"You squeeze, we tiip biiiiiig" JB
i don't know her name but she is cooking me brkfst then helpin me find my car.
she hot?
i don't wanna talk about it
Her body is shaped like a coke bottle...a two liter coke bottle
we're taking a shot everytime we receive a "Happy Thanksgiving!!!!!" mass text. up to 7 since 10am. God help us.
I think I ordered pizza when I got home. The email said the delivery time was noon today. So if that shit shows up I am the most amazing drunk on the planet.
Just remembered I hit myself in the face with a bottle then did the nose test and decided I was still good.

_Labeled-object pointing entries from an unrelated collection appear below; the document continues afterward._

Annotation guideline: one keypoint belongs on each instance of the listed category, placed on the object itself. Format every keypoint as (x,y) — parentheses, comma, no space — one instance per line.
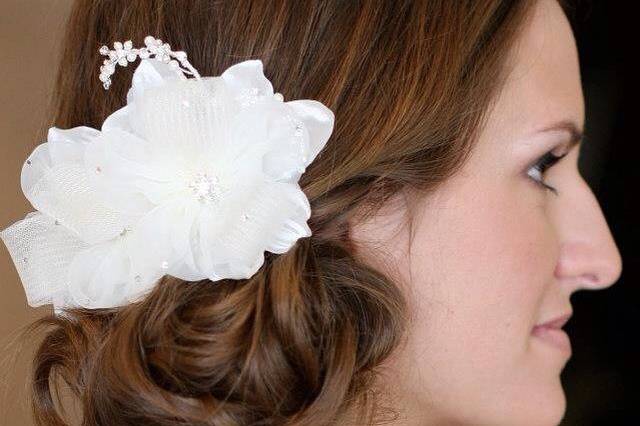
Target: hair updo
(300,342)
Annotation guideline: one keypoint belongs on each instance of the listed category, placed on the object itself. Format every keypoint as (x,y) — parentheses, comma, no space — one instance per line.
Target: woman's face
(494,253)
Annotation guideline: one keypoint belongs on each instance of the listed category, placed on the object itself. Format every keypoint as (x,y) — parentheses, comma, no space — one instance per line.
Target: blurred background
(602,377)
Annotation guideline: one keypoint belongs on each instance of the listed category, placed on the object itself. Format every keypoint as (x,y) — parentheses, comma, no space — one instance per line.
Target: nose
(589,257)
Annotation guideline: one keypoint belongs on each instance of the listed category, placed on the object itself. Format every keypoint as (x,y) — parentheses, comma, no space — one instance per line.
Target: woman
(450,226)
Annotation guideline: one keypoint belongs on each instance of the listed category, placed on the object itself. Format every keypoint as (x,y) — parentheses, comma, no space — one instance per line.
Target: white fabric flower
(194,178)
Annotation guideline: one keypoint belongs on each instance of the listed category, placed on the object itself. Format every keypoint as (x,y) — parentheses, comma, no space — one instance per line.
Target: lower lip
(555,337)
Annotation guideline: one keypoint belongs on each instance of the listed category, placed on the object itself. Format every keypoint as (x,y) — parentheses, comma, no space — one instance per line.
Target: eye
(540,166)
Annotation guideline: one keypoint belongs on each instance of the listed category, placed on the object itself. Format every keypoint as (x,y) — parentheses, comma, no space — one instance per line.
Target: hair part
(302,341)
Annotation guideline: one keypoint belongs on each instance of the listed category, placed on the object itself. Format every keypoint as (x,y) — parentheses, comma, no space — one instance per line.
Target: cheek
(479,267)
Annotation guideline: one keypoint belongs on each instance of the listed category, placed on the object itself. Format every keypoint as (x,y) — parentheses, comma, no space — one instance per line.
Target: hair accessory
(193,177)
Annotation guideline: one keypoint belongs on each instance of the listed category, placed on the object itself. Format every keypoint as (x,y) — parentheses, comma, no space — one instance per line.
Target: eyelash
(543,164)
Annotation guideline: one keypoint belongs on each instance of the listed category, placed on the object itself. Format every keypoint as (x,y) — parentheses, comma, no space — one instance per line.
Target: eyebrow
(576,133)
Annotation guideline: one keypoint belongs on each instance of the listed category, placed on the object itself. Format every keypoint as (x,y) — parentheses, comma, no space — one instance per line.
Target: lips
(551,333)
(558,322)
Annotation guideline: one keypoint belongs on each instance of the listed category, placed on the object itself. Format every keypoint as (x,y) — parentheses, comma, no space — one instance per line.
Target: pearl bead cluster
(125,53)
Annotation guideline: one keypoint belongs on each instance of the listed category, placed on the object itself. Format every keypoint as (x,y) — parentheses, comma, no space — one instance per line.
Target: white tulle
(118,208)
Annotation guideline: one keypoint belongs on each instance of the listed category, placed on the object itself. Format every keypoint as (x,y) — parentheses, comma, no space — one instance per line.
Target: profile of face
(495,253)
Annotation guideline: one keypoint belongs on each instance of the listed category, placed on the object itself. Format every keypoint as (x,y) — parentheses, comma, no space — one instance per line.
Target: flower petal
(246,76)
(42,252)
(226,246)
(150,74)
(162,235)
(318,120)
(62,191)
(127,172)
(99,276)
(68,145)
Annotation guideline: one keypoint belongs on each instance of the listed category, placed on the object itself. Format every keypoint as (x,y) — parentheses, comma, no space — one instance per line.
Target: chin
(546,407)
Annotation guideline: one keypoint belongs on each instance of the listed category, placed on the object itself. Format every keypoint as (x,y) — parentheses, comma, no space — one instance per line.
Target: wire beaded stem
(154,47)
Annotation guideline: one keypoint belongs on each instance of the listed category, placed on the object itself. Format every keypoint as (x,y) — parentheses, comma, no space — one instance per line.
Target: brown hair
(300,342)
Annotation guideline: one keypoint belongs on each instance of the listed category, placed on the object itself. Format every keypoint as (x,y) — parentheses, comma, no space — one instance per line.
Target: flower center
(206,188)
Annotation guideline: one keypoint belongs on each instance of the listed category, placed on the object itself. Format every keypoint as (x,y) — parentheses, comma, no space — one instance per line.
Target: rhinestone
(205,187)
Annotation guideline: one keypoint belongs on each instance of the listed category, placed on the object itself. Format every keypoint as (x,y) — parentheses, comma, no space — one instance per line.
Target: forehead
(543,85)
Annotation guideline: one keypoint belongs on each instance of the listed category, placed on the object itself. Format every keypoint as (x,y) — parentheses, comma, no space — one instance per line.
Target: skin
(494,253)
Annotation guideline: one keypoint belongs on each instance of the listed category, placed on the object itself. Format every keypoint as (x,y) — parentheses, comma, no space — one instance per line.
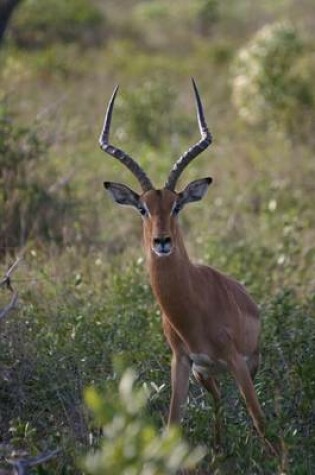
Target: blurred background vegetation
(84,295)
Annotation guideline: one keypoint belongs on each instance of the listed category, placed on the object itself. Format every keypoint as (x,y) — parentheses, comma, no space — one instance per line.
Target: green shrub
(271,84)
(130,444)
(37,25)
(28,208)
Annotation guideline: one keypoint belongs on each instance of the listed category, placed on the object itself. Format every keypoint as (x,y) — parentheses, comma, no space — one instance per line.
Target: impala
(209,320)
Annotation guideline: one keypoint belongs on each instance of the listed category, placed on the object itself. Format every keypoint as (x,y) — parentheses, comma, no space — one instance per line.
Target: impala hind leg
(180,371)
(212,386)
(242,376)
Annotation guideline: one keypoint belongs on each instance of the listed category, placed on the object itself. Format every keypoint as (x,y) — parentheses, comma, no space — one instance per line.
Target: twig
(21,466)
(6,281)
(9,307)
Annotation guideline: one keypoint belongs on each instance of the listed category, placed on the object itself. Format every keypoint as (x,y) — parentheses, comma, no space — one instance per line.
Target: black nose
(162,244)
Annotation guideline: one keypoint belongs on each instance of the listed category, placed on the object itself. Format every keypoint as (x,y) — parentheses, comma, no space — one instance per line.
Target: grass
(87,301)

Don't think anyone noticed.
You are right. The scrape marks on her ass are from her breaking the doggy door by crawling through it.

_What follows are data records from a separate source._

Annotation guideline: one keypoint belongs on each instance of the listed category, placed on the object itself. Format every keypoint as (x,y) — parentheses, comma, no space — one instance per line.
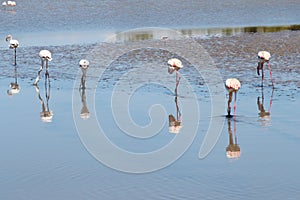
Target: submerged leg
(269,66)
(228,104)
(15,56)
(262,77)
(38,75)
(234,107)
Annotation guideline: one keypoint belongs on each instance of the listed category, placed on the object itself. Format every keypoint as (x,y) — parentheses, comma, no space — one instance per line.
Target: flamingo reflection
(175,124)
(14,87)
(46,114)
(84,114)
(233,150)
(264,115)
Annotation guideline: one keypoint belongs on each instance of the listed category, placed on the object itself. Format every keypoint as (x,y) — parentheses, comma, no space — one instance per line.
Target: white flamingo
(264,57)
(84,63)
(45,56)
(84,114)
(13,44)
(232,85)
(11,3)
(175,64)
(4,4)
(46,114)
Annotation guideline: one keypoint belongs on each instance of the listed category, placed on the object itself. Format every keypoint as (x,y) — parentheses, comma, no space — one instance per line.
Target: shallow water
(53,160)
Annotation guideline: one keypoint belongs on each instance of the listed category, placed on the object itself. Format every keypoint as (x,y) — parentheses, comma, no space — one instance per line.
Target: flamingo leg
(15,56)
(47,72)
(38,75)
(262,76)
(269,66)
(177,82)
(228,104)
(234,106)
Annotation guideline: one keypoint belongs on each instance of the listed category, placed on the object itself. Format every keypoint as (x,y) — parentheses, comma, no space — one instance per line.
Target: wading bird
(232,85)
(13,44)
(45,56)
(84,63)
(233,150)
(264,57)
(85,113)
(4,4)
(11,3)
(46,114)
(175,64)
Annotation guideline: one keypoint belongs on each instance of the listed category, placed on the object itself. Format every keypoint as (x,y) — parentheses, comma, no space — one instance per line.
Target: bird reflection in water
(175,124)
(46,114)
(84,114)
(14,87)
(233,150)
(265,116)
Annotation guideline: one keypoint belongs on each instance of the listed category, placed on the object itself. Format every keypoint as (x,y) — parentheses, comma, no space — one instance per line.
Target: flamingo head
(264,55)
(174,62)
(8,38)
(45,55)
(84,63)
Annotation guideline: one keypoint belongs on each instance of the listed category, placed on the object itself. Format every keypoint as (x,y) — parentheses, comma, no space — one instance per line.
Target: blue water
(52,160)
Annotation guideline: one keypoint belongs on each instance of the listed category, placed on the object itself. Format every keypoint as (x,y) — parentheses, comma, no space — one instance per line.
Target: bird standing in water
(232,85)
(264,57)
(175,64)
(13,44)
(85,113)
(45,56)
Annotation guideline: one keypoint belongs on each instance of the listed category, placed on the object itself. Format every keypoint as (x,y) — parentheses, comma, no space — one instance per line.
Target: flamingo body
(13,44)
(174,62)
(11,3)
(84,63)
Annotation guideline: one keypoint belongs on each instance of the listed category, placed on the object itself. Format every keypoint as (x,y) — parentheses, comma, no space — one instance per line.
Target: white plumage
(84,63)
(233,83)
(174,62)
(264,55)
(13,44)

I haven't had a normal poop since halloween, we are not mixing vodka and tequila ever again
RESPECT THE VODQUILA
Hiding the dark circles under my eyes this morning was like trying to hide a Beached Whale on the Couch eating Pita chips.
Yeah, he's passed out in my bathroom pantsless. Is it a faux pas to look at his penis?
I had to break it to her that she was not in fact behind the bushes when she peed on the church last night
I feel as though my head has drastically changed shape
I just had a 10 minute staring contest with my dog. Can you come over?
I woke up naked in a tent. I was more upset that the air mattress had deflated.
I have cats now. Five of them.
Have you considered starting a global domination firm?